Wenig später klingelt es an der Tür, Doris öffnet. Ein neuer Zivildienstleistender, mal wieder. Er stellt sich kurz vor, dann führt Doris ihn nach unten, ins Alz-Atelier, wie sie es nennt. Sie tappst August sachte auf die Schulter und macht ihn mit dem neuen Pfleger vertraut: „Hier, August, schau mal. Das ist Malte, er hilft uns für ein paar Tage ein wenig im Haushalt. Du brauchst dir seinen Namen nicht zu merken.“ „Hallo, ich bin Malte.“, sagt Malte schüchtern. August nickt etwas hilflos, er hat sich versehentlich die Nase rot angemalt. „Kommen Sie, wir lassen ihn weitermalen“, sagt Doris und schlurft mit Malte hoch in die Küche. Dort kommt es bei Kaffee und Plätzchen zum Dialog.

„Ihr Mann malt noch?“
„Jawohl! Wenn er malt, ist er in seinem Element.“
„Gut, schön. Man sagte mir, er hätte Demenz im Endstadium?“
„Ja. Die Ärzte gaben ihm noch maximal drei Jahre.“
„Wann?“
„Vor sieben Jahren. Aber mein August macht sich nichts aus Mathematik.
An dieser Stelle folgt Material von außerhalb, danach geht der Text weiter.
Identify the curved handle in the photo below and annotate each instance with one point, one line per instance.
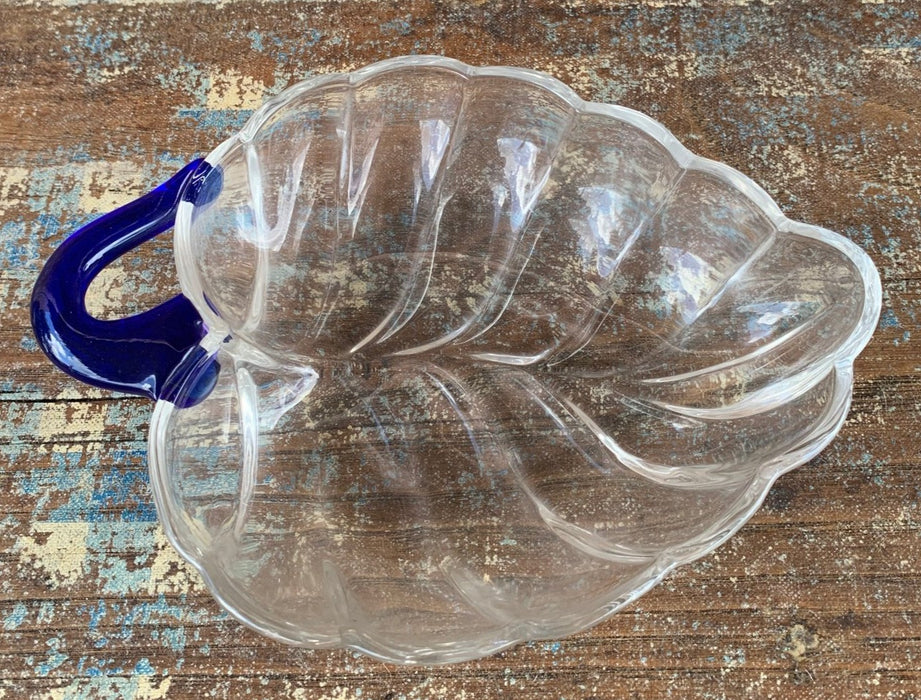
(155, 353)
Er ist Künstler, wissen Sie. Möchten Sie noch ein Plätzchen?“

Und währenddessen steht August unten vor seiner Leinwand und malt einen weiteren Strich. Dieses eine Bild muss er noch zu Ende bringen, vielleicht das letzte Meisterwerk. Vielleicht versucht er das Unmögliche und ist der kleine Angler vor der Pfütze, auf der Suche nach dem letzten großen Fang. Vielleicht aber hat er auch einfach nur vergessen, zu sterben.